What if freedom isn’t freedom from something (pain, suffering, third dimensional stuff) and instead is the embodiment of your true self, the love that you are? What would that look and feel like?
I’ve been thinking, where am I stopping myself from being free? Where do I cutoff flow, where do I give away my power, where do I shy away from the call of my heart, from the embracing of who I truly am, which is love?
Freedom is available every moment, every second, if we choose it!
How are you doing? If you feel anything like I do today then you might be feeling the pressure that 2020 keeps laying on thick! We get it, 2020, you are shaking us awake and won’t go away until we FULLY embody the lessons that this year has to offer. PHEW. Breathe in, breathe out!
I was listening to a video the other day and the person shared the story of an initiate who said to her teacher: “Ok teacher, I’m ready to be done suffering.” That’s how I personally feel!
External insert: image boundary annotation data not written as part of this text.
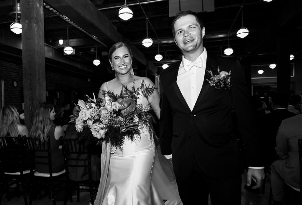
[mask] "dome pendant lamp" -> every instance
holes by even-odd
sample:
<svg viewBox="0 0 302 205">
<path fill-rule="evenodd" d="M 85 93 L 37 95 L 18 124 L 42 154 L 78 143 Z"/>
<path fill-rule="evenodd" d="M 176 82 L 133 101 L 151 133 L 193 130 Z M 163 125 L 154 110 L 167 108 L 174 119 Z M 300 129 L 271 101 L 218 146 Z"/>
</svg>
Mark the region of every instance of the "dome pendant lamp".
<svg viewBox="0 0 302 205">
<path fill-rule="evenodd" d="M 147 37 L 142 41 L 142 44 L 144 46 L 147 48 L 150 47 L 153 43 L 153 41 L 148 37 L 148 18 L 146 18 L 147 22 Z"/>
<path fill-rule="evenodd" d="M 234 52 L 234 50 L 230 47 L 230 31 L 228 31 L 229 39 L 228 40 L 228 47 L 224 49 L 223 53 L 227 56 L 230 56 Z"/>
<path fill-rule="evenodd" d="M 241 5 L 240 7 L 241 8 L 241 27 L 238 30 L 236 35 L 239 38 L 243 38 L 249 35 L 249 29 L 245 27 L 243 27 L 243 5 Z"/>
<path fill-rule="evenodd" d="M 68 28 L 67 28 L 67 46 L 64 47 L 63 50 L 64 53 L 68 55 L 70 55 L 73 53 L 73 48 L 69 46 L 69 37 L 68 36 Z"/>
<path fill-rule="evenodd" d="M 124 21 L 129 20 L 133 17 L 133 12 L 127 6 L 126 0 L 125 0 L 125 5 L 118 11 L 118 17 Z"/>
<path fill-rule="evenodd" d="M 16 34 L 22 33 L 22 25 L 18 22 L 18 7 L 16 0 L 16 21 L 9 26 L 9 29 Z"/>
<path fill-rule="evenodd" d="M 157 52 L 157 54 L 155 56 L 154 58 L 158 61 L 160 61 L 162 59 L 162 56 L 159 53 L 159 40 L 158 39 L 158 50 Z"/>
<path fill-rule="evenodd" d="M 165 52 L 165 64 L 162 66 L 162 67 L 163 69 L 165 69 L 169 67 L 169 65 L 167 64 L 166 61 L 166 55 L 167 54 L 166 52 Z"/>
<path fill-rule="evenodd" d="M 98 66 L 101 64 L 101 61 L 100 61 L 100 60 L 98 58 L 97 53 L 96 45 L 95 45 L 95 59 L 93 60 L 93 64 L 95 64 L 95 65 L 96 66 Z"/>
</svg>

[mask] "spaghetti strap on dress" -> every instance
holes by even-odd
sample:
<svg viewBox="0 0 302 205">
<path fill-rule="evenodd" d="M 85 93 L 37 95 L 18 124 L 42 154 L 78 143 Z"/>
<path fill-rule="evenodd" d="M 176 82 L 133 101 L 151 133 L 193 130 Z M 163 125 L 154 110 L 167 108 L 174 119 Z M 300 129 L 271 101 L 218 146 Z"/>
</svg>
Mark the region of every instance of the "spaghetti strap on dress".
<svg viewBox="0 0 302 205">
<path fill-rule="evenodd" d="M 142 78 L 141 84 L 143 82 Z M 149 105 L 142 94 L 138 95 L 137 103 L 146 109 Z M 126 138 L 122 148 L 114 153 L 110 153 L 110 143 L 103 143 L 102 175 L 95 204 L 182 204 L 177 186 L 171 186 L 159 163 L 153 133 L 143 127 L 135 141 Z M 170 185 L 164 186 L 166 182 Z M 165 203 L 163 199 L 168 201 Z"/>
</svg>

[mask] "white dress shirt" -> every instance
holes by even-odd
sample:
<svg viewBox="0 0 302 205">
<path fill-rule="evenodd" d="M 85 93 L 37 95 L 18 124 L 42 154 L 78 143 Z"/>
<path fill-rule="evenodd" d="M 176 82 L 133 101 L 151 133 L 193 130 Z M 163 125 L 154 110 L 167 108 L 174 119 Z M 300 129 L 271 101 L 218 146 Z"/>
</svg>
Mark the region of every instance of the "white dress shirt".
<svg viewBox="0 0 302 205">
<path fill-rule="evenodd" d="M 182 56 L 176 82 L 191 111 L 193 110 L 204 82 L 207 53 L 203 52 L 193 62 Z"/>
</svg>

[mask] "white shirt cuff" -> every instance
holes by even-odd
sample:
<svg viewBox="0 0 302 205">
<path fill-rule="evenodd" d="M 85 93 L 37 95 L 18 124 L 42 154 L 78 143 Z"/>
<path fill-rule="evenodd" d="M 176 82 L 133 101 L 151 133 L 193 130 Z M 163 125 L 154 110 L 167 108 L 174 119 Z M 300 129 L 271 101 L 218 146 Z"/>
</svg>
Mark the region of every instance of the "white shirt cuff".
<svg viewBox="0 0 302 205">
<path fill-rule="evenodd" d="M 249 167 L 251 169 L 264 169 L 264 167 Z"/>
<path fill-rule="evenodd" d="M 166 158 L 166 159 L 171 159 L 172 158 L 172 155 L 164 155 L 165 157 Z"/>
</svg>

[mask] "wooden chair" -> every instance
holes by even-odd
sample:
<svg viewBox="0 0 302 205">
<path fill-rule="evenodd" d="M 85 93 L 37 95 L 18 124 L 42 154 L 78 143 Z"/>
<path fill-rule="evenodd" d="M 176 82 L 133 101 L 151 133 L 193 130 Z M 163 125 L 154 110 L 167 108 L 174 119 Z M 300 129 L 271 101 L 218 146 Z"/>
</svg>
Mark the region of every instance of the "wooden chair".
<svg viewBox="0 0 302 205">
<path fill-rule="evenodd" d="M 65 169 L 59 172 L 53 173 L 51 167 L 51 154 L 50 152 L 50 141 L 49 136 L 47 136 L 47 143 L 42 143 L 40 139 L 37 138 L 26 137 L 24 138 L 25 143 L 28 147 L 29 154 L 30 156 L 31 163 L 36 165 L 37 164 L 45 165 L 48 167 L 48 173 L 41 173 L 35 171 L 34 173 L 34 186 L 40 191 L 40 185 L 43 182 L 45 182 L 48 185 L 50 190 L 50 194 L 49 198 L 52 200 L 53 204 L 56 205 L 56 194 L 65 188 L 65 186 L 62 185 L 65 183 L 65 180 L 62 181 L 58 178 L 65 173 Z M 37 152 L 43 153 L 45 154 L 37 155 Z M 41 162 L 41 159 L 47 159 L 47 162 Z M 56 183 L 55 182 L 57 182 Z M 31 194 L 29 198 L 29 205 L 31 205 L 32 201 L 33 194 L 35 192 L 34 189 L 31 190 Z M 41 199 L 40 192 L 39 193 L 39 198 Z"/>
<path fill-rule="evenodd" d="M 64 204 L 65 205 L 69 194 L 70 202 L 72 202 L 72 187 L 77 190 L 77 199 L 79 201 L 79 192 L 88 191 L 90 194 L 90 200 L 93 204 L 94 197 L 98 191 L 99 182 L 92 180 L 91 170 L 91 147 L 88 142 L 78 141 L 77 139 L 66 139 L 61 137 L 65 169 L 68 173 L 71 169 L 86 169 L 88 173 L 88 179 L 81 181 L 72 180 L 69 174 L 66 175 L 66 191 Z M 89 188 L 80 188 L 80 186 L 89 187 Z"/>
<path fill-rule="evenodd" d="M 31 169 L 29 169 L 29 159 L 26 147 L 23 138 L 18 137 L 0 137 L 0 204 L 3 193 L 6 189 L 6 198 L 10 199 L 9 187 L 16 184 L 16 191 L 19 197 L 20 188 L 22 189 L 24 204 L 27 205 L 27 193 L 29 191 L 29 182 L 31 179 Z M 18 168 L 18 171 L 13 171 L 14 169 L 7 167 L 9 165 Z M 10 170 L 10 169 L 11 170 Z M 21 185 L 21 186 L 20 186 Z"/>
<path fill-rule="evenodd" d="M 302 139 L 298 139 L 298 149 L 299 154 L 299 162 L 300 167 L 300 200 L 302 202 Z"/>
</svg>

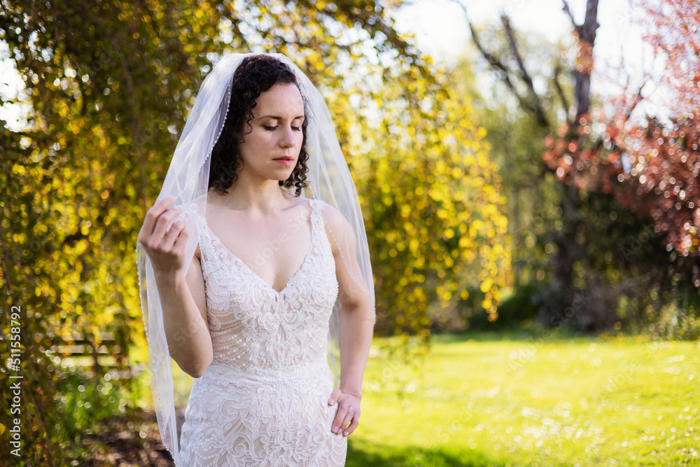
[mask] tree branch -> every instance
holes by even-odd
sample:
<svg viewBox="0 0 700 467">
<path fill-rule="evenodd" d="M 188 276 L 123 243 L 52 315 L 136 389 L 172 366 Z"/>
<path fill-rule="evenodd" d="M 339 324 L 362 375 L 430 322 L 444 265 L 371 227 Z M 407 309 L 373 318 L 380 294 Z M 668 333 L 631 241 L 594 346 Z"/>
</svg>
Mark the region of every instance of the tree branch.
<svg viewBox="0 0 700 467">
<path fill-rule="evenodd" d="M 500 15 L 500 21 L 503 23 L 503 29 L 505 31 L 506 36 L 508 38 L 510 51 L 512 53 L 513 57 L 515 57 L 515 62 L 518 64 L 518 68 L 520 69 L 520 78 L 527 85 L 528 90 L 530 91 L 530 96 L 533 100 L 532 108 L 534 110 L 535 115 L 542 126 L 549 127 L 550 123 L 545 116 L 544 111 L 542 109 L 541 99 L 537 92 L 535 92 L 535 86 L 532 82 L 532 77 L 525 68 L 525 63 L 523 62 L 522 57 L 520 55 L 520 51 L 518 50 L 517 44 L 515 43 L 513 29 L 510 27 L 510 20 L 508 18 L 507 15 L 503 13 Z"/>
</svg>

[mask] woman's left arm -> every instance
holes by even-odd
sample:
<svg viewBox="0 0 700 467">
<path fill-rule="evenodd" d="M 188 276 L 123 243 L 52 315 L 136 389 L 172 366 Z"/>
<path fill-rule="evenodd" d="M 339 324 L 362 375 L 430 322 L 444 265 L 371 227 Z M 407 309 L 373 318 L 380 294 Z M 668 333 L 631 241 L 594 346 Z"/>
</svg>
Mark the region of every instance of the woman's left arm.
<svg viewBox="0 0 700 467">
<path fill-rule="evenodd" d="M 362 379 L 372 345 L 374 312 L 355 255 L 355 237 L 349 223 L 330 206 L 325 207 L 323 216 L 335 259 L 340 302 L 340 387 L 333 389 L 328 405 L 338 404 L 332 431 L 347 436 L 359 421 Z"/>
</svg>

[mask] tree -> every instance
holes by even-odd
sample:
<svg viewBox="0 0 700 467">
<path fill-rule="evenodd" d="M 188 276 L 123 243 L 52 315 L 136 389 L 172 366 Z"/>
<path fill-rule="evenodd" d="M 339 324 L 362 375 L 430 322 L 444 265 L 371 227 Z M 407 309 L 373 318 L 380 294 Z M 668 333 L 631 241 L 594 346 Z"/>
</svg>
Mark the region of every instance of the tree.
<svg viewBox="0 0 700 467">
<path fill-rule="evenodd" d="M 628 75 L 608 105 L 594 117 L 580 116 L 579 132 L 590 133 L 592 144 L 568 151 L 566 140 L 551 139 L 544 158 L 566 183 L 611 193 L 626 209 L 650 219 L 671 252 L 671 284 L 700 288 L 700 6 L 640 0 L 634 6 L 642 12 L 636 21 L 664 70 L 660 81 Z M 654 102 L 654 95 L 645 97 L 650 85 L 663 96 L 662 102 Z M 641 105 L 646 101 L 652 106 Z M 575 131 L 568 125 L 560 129 Z"/>
<path fill-rule="evenodd" d="M 467 264 L 493 314 L 509 280 L 498 174 L 468 104 L 393 29 L 393 4 L 4 5 L 0 39 L 31 107 L 26 128 L 4 127 L 0 162 L 4 303 L 23 314 L 26 465 L 85 461 L 85 431 L 126 409 L 92 400 L 85 418 L 68 426 L 62 393 L 69 388 L 50 349 L 75 331 L 97 345 L 101 332 L 126 330 L 144 356 L 136 234 L 199 84 L 225 50 L 288 55 L 342 122 L 375 261 L 379 333 L 427 342 L 428 305 L 456 300 Z M 468 228 L 466 218 L 475 220 Z M 80 387 L 106 388 L 103 376 Z M 1 438 L 3 459 L 16 464 Z"/>
<path fill-rule="evenodd" d="M 519 45 L 516 32 L 508 15 L 503 13 L 500 16 L 505 36 L 502 43 L 505 43 L 505 46 L 500 50 L 495 50 L 489 48 L 486 41 L 482 40 L 481 34 L 472 23 L 464 4 L 458 0 L 454 1 L 462 7 L 471 33 L 472 41 L 483 58 L 496 71 L 506 88 L 515 97 L 521 108 L 536 120 L 542 136 L 554 133 L 557 127 L 556 117 L 552 118 L 547 115 L 546 111 L 549 106 L 547 104 L 553 101 L 549 101 L 542 92 L 538 92 L 536 88 L 533 74 L 526 64 L 522 45 Z M 576 39 L 575 47 L 577 49 L 577 59 L 571 71 L 575 89 L 573 99 L 570 99 L 566 97 L 560 83 L 561 75 L 565 69 L 564 64 L 553 64 L 551 76 L 547 81 L 556 90 L 556 95 L 559 100 L 559 105 L 561 106 L 566 115 L 571 116 L 569 127 L 572 128 L 572 134 L 578 135 L 576 129 L 580 125 L 580 117 L 587 114 L 590 106 L 592 53 L 598 25 L 596 20 L 598 0 L 588 0 L 587 2 L 585 19 L 582 25 L 578 25 L 574 21 L 566 0 L 564 0 L 563 5 L 564 11 L 571 19 Z M 569 111 L 570 107 L 573 107 L 573 111 Z M 546 167 L 552 173 L 556 173 L 556 168 L 552 168 L 551 165 L 547 165 Z M 559 206 L 561 222 L 561 228 L 554 238 L 556 249 L 552 278 L 555 287 L 560 292 L 552 297 L 552 302 L 550 304 L 551 312 L 559 315 L 563 314 L 564 310 L 571 306 L 574 299 L 576 293 L 574 286 L 574 265 L 581 258 L 584 251 L 583 245 L 579 241 L 582 227 L 580 194 L 575 186 L 561 181 L 560 184 L 563 193 Z"/>
</svg>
Are you ready to be done suffering? Joy is our birthright! But it won’t be given to us. Neither will freedom. It must be claimed!
I used to view freedom as almost like a bubble of nothing bad every happening but my view has shifted. I’m working on freedom being that I can hold that space in myself that is pure love no matter WHAT surfaces or appears around me! I’ve been working a lot with a teaching that my teacher Magdala Ramirez brought forth (she talks about it on her website and talks about it a little bit in her podcast this week, too.). It’s the idea that we have two hearts — once connected to source, an endless cup pouring love!!–and another smaller heart that is connected to all the pain and suffering we’ve experienced in this lifetime and others. When we hook into that little heart we get stuck. It cuts us off from our own divine nature. However when we tap into that large heart, well, everything changes. The wisdom of the multiverse becomes available to us and we can heal ourselves.
Yesterday I was reading something about the astrology of this coming year (ahem, pretty intense) and all of suddenly felt a whoosh of panic. A tightness in my chest. I was able to observe it and not become it or become swept up in it. I spoke to this part of myself that reared its head: I love you, you are ok, I got this. That was the big heart pouring love into the little heart.
Right now we are being challenged to step into the big heart that we all have. It’s hard. The more potent the emotional trigger the harder it can be to “unlock” from whatever pops up. But we also have so much assistance available to help us through it. For me, I’m taking it moment by moment, tapping into the love I AM, and finding freedom even in the midst of all this commotion.